Starting to get the idea I can go over 20 paragraphs.
Maybe write until baseball starts or something, I don't know. I'm going to
keep my options open for now. Which is an expression. Ya Learn
Something New Every Now And Then. Also, full disclosore, I'm
inappropriately playing above my level. I have over 11.5 dollars, I'm
playing 2/5 cent. I surrender myself to the Responsible Poker Playing
Authorities. Sure, why not. Anyway, crap and crap. 19th
paragraph. What the what. I like the term Lame Stream Media.
It has a negative urology implication. That's how I feel about things.
20th paragraph. Down to being only up 1.6 dollars this
session. Oh well. At least I'm Up 1.6 Dollars! Sounds
good to me. Birthday in less than 6 weeks. It's exactly 6 weeks
after Halloween. I crunched the numbers and that's what I came up with.
I don't know. Was watching Indiana Jones & The Last Crusade before class
after doctor. Still got 15 minutes to go! I can't wait. I bet
the same thing happens at the end as what I've seen previous times watching it.
I don't know. Whatta clunker. I blame you for some reason.
Maybe Last Paragraph. I hope so. What else is
going on. Down to being only up 91 cents. Whatta clunker. The
point is what else is going on. What kinda shirt can I wear for Open Mic.
Gotta be a two-purpose shirt. It also has to be a good shirt to wear if I
don't go to open mic. That makes sense. Anyway, I can't believe I'm
almost done here. Great. Unless I start more paragraphs for some
reason. No one would see that comin'. And my main goal in this
website is to be unpredictable... I've given myself a lot to think
about.

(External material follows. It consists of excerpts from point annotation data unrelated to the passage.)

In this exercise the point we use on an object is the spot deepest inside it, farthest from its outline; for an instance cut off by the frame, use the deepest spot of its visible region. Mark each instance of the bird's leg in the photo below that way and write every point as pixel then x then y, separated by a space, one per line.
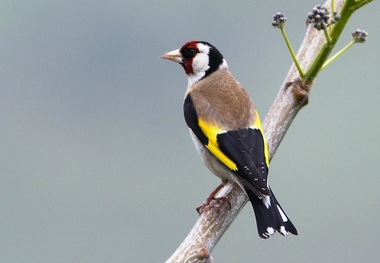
pixel 212 200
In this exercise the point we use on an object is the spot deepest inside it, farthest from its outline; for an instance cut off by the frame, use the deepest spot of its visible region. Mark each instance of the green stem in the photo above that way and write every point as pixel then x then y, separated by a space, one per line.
pixel 338 54
pixel 292 53
pixel 332 6
pixel 327 35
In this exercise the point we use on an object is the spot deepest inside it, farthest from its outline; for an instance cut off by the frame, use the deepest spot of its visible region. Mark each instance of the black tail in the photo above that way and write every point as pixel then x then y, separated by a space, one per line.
pixel 270 216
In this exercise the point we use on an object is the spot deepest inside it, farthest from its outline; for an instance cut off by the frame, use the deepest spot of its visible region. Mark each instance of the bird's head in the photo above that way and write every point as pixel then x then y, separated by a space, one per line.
pixel 198 59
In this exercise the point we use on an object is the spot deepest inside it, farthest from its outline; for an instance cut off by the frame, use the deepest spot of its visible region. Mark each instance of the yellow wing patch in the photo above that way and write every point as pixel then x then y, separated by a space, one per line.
pixel 211 131
pixel 257 125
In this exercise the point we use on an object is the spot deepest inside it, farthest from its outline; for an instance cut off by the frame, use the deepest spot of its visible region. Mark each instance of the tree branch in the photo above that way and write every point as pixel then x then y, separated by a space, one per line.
pixel 292 96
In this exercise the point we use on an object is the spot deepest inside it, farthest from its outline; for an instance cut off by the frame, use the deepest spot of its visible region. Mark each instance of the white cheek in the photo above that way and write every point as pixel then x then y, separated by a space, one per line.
pixel 200 63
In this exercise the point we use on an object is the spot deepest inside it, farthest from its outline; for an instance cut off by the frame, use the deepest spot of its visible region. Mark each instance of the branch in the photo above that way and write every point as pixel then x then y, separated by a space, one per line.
pixel 292 96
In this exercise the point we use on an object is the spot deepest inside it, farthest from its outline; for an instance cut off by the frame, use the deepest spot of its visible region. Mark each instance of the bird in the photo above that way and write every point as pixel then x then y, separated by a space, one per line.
pixel 226 129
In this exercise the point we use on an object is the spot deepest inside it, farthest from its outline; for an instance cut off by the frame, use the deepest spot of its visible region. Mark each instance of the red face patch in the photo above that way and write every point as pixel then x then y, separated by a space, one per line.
pixel 188 51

Up to up 1.26 dollars. Fascinating Blog Fodder.
22nd paragraph. I don't 100% know why I'm doing this.
What else. I originally wrote Fascinating Blog Territory. I
made my choice and I stand by it. Crap and crap. Baseball is in 40
minutes. That would line up nicely with 25 paragraphs at the rate I
project paragraphs will go. On the other hand, I can't remember one
thing worth saying I said in the past hour. That may only be like two
paragraphs, though. I'm hittin' all sorts of walls. I wish I
could hit right before the wall. Then we're talking potential ground rule
double. Six umpires in World Series Games. I wouldn't lie to
you. I may say wrong things, but not with purpose to deceit, rather,
because I've been misinformed. Lemme check that one out. THERE'S
SEVEN. Holy Shit. It's "A group that includes two rotating
replay officials. I think they should only count as half an umpire.

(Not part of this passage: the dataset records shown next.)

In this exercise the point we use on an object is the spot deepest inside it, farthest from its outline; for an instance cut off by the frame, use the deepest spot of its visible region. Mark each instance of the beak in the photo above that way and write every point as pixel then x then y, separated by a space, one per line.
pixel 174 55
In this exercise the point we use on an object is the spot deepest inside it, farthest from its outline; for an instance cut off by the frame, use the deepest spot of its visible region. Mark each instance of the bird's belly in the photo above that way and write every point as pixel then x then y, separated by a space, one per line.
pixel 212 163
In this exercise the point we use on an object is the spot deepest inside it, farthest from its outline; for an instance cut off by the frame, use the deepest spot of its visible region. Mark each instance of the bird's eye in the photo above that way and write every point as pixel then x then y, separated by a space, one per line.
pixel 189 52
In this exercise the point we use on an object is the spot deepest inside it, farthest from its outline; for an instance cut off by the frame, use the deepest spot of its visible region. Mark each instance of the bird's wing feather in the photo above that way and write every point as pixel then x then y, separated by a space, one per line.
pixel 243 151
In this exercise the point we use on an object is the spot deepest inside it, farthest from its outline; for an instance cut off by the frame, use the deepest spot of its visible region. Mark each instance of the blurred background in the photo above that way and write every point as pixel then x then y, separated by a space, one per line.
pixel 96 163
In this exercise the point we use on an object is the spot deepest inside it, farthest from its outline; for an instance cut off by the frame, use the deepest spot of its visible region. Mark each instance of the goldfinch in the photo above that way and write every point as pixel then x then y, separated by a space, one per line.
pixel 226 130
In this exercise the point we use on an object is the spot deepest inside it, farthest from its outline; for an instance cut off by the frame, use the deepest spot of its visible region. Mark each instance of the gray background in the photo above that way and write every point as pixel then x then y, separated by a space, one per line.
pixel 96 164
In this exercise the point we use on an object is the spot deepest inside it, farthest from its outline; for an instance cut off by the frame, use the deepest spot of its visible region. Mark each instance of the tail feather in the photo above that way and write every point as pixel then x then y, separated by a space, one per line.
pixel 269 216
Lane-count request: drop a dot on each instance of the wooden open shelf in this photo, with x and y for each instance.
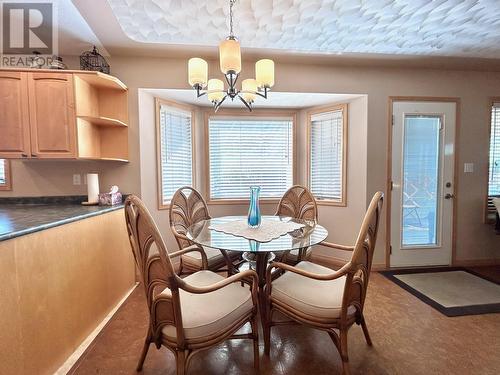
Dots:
(102, 117)
(102, 80)
(103, 121)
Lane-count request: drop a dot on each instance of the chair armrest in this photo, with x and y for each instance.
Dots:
(317, 276)
(220, 284)
(204, 261)
(336, 246)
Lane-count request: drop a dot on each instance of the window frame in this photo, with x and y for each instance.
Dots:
(159, 173)
(8, 176)
(344, 108)
(488, 218)
(238, 114)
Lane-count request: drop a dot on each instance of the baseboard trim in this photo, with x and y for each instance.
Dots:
(77, 354)
(476, 262)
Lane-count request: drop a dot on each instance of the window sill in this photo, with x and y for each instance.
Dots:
(328, 202)
(242, 201)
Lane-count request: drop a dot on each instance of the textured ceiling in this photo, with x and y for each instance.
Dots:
(275, 99)
(409, 27)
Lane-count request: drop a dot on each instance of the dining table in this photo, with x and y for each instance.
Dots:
(258, 252)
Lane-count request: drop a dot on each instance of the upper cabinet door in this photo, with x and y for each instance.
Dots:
(14, 115)
(52, 115)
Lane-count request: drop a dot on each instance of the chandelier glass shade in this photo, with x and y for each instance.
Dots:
(230, 66)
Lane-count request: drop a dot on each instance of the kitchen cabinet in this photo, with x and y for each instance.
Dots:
(14, 115)
(52, 115)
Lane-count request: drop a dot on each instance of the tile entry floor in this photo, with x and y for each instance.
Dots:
(409, 337)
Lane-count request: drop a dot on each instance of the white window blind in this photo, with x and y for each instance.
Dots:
(494, 173)
(326, 155)
(247, 152)
(3, 177)
(176, 158)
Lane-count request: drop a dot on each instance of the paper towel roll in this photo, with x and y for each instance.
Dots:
(93, 187)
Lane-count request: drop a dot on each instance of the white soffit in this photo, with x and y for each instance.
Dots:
(275, 99)
(74, 33)
(467, 28)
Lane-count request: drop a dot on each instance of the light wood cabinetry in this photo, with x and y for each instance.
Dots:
(14, 115)
(63, 115)
(52, 115)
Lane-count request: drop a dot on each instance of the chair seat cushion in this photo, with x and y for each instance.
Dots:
(316, 298)
(293, 256)
(215, 258)
(210, 313)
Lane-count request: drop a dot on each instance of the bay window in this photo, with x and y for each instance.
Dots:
(247, 151)
(174, 149)
(327, 154)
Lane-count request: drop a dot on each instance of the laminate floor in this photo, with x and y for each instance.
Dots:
(409, 337)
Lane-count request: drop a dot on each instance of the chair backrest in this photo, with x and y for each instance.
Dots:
(155, 268)
(299, 203)
(361, 261)
(187, 207)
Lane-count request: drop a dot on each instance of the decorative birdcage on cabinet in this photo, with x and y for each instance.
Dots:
(94, 61)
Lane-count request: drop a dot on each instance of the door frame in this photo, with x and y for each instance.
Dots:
(392, 100)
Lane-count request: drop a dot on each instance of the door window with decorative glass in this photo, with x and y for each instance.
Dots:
(494, 160)
(174, 149)
(328, 154)
(5, 175)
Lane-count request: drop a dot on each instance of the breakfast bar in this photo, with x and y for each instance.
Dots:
(63, 268)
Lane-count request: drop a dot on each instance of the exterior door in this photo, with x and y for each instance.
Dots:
(14, 115)
(423, 156)
(52, 115)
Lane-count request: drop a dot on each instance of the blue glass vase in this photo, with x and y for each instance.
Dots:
(254, 217)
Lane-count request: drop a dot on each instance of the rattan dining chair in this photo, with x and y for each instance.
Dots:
(297, 202)
(322, 298)
(188, 207)
(191, 314)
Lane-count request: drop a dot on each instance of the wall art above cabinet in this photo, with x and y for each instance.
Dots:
(63, 115)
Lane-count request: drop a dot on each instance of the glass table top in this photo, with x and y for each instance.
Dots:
(309, 235)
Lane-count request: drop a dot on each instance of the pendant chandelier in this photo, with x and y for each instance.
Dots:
(230, 65)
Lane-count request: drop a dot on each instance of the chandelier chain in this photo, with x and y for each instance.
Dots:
(231, 3)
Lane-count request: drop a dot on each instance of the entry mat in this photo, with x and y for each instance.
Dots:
(451, 291)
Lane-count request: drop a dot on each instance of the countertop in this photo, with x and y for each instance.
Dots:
(18, 219)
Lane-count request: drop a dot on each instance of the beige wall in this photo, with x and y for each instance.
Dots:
(475, 241)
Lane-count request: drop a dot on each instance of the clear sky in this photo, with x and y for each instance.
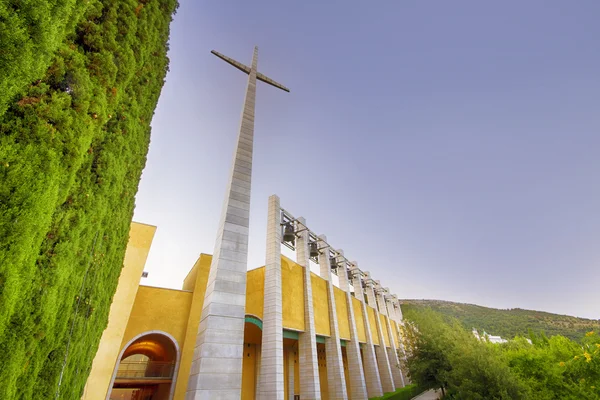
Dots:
(452, 148)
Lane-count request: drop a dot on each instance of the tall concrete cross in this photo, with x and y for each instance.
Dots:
(216, 371)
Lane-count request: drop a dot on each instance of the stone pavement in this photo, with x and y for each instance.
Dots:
(429, 395)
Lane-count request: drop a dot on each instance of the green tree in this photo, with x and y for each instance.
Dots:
(72, 147)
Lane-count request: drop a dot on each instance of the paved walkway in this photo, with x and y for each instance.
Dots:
(429, 395)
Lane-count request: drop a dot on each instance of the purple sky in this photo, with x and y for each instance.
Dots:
(451, 148)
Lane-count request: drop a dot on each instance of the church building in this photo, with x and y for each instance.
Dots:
(275, 332)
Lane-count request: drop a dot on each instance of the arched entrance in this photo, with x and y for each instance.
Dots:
(147, 368)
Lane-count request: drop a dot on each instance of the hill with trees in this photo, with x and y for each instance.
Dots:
(441, 353)
(79, 82)
(507, 323)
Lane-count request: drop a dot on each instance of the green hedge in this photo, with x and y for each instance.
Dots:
(405, 393)
(72, 148)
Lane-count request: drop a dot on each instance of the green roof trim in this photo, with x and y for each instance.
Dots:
(290, 334)
(254, 320)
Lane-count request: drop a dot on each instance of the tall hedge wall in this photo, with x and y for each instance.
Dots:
(73, 144)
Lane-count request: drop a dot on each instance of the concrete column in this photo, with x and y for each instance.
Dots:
(310, 386)
(271, 368)
(216, 370)
(257, 369)
(398, 309)
(392, 354)
(400, 348)
(371, 299)
(385, 371)
(358, 387)
(372, 377)
(291, 367)
(333, 350)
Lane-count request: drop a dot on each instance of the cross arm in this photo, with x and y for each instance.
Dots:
(231, 61)
(271, 82)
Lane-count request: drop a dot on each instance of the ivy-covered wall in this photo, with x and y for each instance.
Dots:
(82, 83)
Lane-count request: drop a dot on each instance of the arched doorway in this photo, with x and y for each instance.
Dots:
(147, 368)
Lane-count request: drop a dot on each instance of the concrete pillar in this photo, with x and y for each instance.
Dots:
(216, 370)
(385, 371)
(395, 330)
(358, 387)
(333, 350)
(392, 354)
(271, 368)
(371, 370)
(291, 367)
(257, 369)
(310, 386)
(398, 310)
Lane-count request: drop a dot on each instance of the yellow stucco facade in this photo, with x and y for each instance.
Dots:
(139, 311)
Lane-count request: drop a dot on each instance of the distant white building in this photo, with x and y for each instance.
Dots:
(489, 338)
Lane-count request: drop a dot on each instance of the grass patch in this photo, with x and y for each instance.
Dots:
(405, 393)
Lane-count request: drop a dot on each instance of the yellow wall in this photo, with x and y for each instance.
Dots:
(358, 318)
(140, 239)
(346, 372)
(341, 307)
(292, 284)
(322, 360)
(372, 324)
(255, 292)
(386, 336)
(320, 305)
(153, 310)
(249, 372)
(200, 270)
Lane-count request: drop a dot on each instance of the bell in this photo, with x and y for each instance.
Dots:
(333, 262)
(313, 250)
(288, 234)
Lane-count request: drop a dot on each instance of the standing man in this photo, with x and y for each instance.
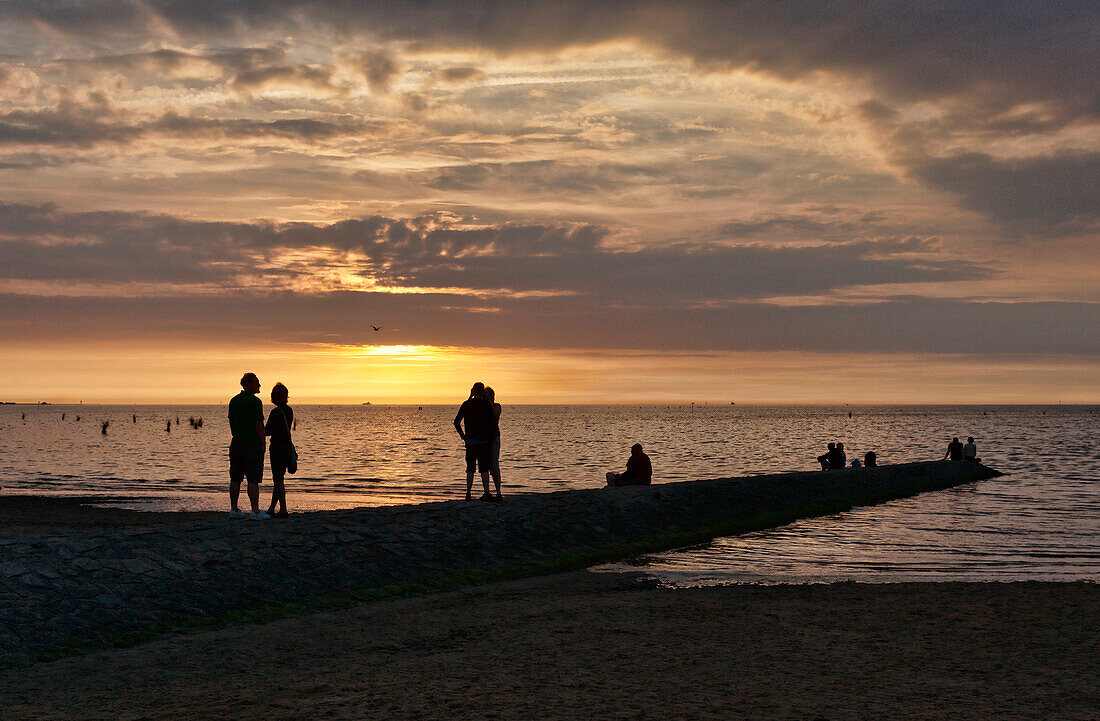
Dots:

Six umpires. That settles it.
23rd paragraph. Why Is This Happening. Coordinate
with Baseball Time is one theory. Not Done With My Beer is another one.

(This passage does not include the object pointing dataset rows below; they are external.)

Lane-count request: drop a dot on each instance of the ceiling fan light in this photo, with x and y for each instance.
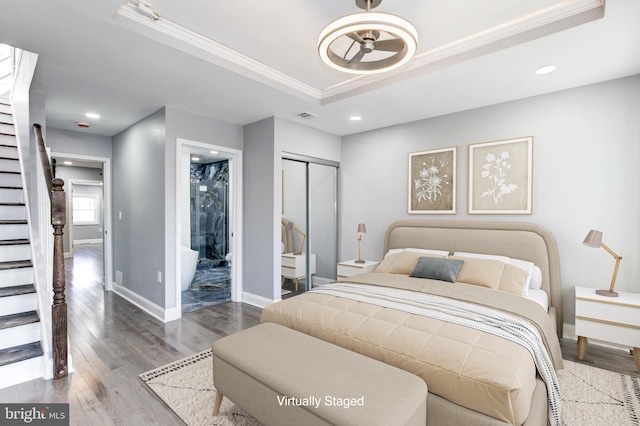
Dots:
(368, 21)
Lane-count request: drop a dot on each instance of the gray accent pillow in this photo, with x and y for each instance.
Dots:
(437, 269)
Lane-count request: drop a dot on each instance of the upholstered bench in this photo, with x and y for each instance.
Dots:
(284, 377)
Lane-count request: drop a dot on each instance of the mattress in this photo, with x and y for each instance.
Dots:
(468, 367)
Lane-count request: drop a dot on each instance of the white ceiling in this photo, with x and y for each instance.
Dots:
(246, 61)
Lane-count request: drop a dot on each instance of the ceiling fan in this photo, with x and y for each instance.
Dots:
(367, 42)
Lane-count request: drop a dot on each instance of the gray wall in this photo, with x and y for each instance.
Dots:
(586, 175)
(79, 143)
(139, 193)
(261, 269)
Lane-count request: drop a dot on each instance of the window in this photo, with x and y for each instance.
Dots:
(86, 209)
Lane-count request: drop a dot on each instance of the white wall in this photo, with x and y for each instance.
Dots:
(298, 139)
(586, 176)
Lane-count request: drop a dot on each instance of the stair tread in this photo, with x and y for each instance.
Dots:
(20, 353)
(15, 264)
(16, 290)
(14, 242)
(16, 320)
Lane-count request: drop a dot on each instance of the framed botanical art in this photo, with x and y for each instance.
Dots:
(432, 181)
(501, 177)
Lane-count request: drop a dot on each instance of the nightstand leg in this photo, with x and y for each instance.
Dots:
(582, 347)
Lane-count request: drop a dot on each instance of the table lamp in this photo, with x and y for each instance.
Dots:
(594, 239)
(361, 230)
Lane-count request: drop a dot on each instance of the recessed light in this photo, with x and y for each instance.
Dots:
(546, 69)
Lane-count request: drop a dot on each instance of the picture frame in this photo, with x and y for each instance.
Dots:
(432, 181)
(501, 177)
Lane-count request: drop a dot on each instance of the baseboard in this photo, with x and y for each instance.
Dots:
(257, 301)
(570, 333)
(158, 312)
(322, 281)
(88, 241)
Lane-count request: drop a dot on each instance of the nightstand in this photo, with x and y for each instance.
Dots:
(294, 266)
(350, 267)
(611, 319)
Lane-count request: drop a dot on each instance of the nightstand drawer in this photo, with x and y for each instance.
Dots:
(616, 333)
(350, 267)
(608, 312)
(290, 261)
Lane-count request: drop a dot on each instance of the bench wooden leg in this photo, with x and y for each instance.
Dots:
(216, 404)
(582, 347)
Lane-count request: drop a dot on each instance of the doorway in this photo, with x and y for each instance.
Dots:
(208, 216)
(89, 178)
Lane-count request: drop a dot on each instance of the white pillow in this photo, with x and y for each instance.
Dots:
(503, 259)
(536, 278)
(528, 268)
(415, 250)
(522, 264)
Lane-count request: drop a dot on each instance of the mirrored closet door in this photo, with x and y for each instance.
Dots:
(309, 223)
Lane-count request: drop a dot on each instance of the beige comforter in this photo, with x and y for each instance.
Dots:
(471, 368)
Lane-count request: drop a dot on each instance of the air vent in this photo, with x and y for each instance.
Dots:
(306, 115)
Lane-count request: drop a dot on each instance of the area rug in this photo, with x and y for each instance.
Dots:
(591, 396)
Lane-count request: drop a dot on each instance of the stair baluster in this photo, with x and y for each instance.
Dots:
(58, 220)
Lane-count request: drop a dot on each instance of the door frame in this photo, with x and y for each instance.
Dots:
(107, 242)
(184, 148)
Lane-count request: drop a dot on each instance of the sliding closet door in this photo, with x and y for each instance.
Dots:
(309, 204)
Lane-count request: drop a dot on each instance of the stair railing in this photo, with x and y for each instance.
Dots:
(57, 199)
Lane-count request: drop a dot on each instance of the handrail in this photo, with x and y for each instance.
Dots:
(44, 158)
(58, 220)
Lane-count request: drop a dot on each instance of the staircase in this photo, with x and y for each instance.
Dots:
(21, 355)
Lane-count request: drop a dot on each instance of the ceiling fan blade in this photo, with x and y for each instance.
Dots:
(394, 45)
(358, 56)
(355, 36)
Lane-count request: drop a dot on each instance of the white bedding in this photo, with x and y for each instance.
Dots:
(540, 297)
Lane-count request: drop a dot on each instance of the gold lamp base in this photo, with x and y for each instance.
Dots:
(608, 293)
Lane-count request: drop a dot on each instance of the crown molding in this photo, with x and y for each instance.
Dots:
(181, 38)
(561, 16)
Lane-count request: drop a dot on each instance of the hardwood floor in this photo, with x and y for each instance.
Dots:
(113, 341)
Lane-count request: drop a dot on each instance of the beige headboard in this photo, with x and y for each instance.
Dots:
(525, 241)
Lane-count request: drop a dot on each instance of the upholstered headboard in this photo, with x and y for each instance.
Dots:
(525, 241)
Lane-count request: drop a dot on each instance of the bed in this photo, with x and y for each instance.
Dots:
(477, 372)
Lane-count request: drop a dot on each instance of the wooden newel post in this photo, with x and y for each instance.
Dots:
(59, 308)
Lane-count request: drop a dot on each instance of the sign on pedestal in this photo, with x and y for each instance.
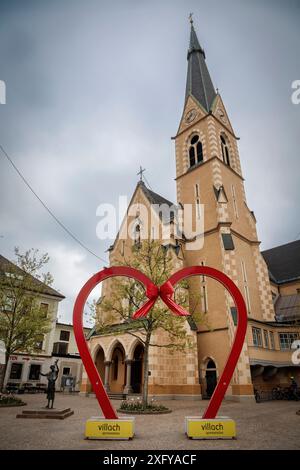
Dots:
(100, 428)
(217, 428)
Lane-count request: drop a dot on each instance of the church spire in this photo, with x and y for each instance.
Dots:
(198, 83)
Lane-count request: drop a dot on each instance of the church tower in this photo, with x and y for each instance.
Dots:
(208, 172)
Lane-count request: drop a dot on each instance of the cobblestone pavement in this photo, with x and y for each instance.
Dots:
(269, 425)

Don't wanna stop playing poker is a third. Legitimately want to add on
more to this entry is a fourth. That's a lot of reasons. I'm tired
of listing reasons. Can't we just agree it's one or more of those four
things? Let's agree. It's fun to agree! You got another person
whose on board with your bullshit! What else. Lost 2 dollars in
unlucky fashion. Such is life I guess. What else. I'm up 11
cents in poker. That's more than 2 big blinds. Not bad for two hours
work. The point is Hey 2 more paragraphs to go For Sure.
Penultimate! Wow. Changed the size of my Poker
Playing window. Whole new game, now. Everything's changed.
Especially the size of things in the window. Changed it back.
I wasn't 100% comfortable. Back to my bread and butter now, though.
Crap and crap. Paragraph and a crap half to go. Plus, I put that
food on a plate, the rice ends up on top and the meat ends up on bottom.
Whatta jip! White sauce and hot sauce all evaporates. Microwaves are
for chumps, is the point. I will legitimately be upset if the Dodgers win.
More upset if they win than happy if the Astros win. Probably.
Sounds about right. Up 66 cents as of now in Poker. Alright!
Last paragraph. Let's hope. Who wouldn't want
to read 25 paragraphs of i'm up 2 dollars in poker. now i'm up 3
dollars. now i'm up 60 cents. now i'm up 30 cents.
Probably no one, is my guess. Jeez. What else is going on for 5 or
10 more minutes. Crap and stuff. Lookin' forward to scheduling my
show for Late December Potentially. It sure is a thing to do.
Anyway, crap and crap. Lots of Entries lately. Writin' em is better
than real life. That's my opinion on things. I'll see ya later.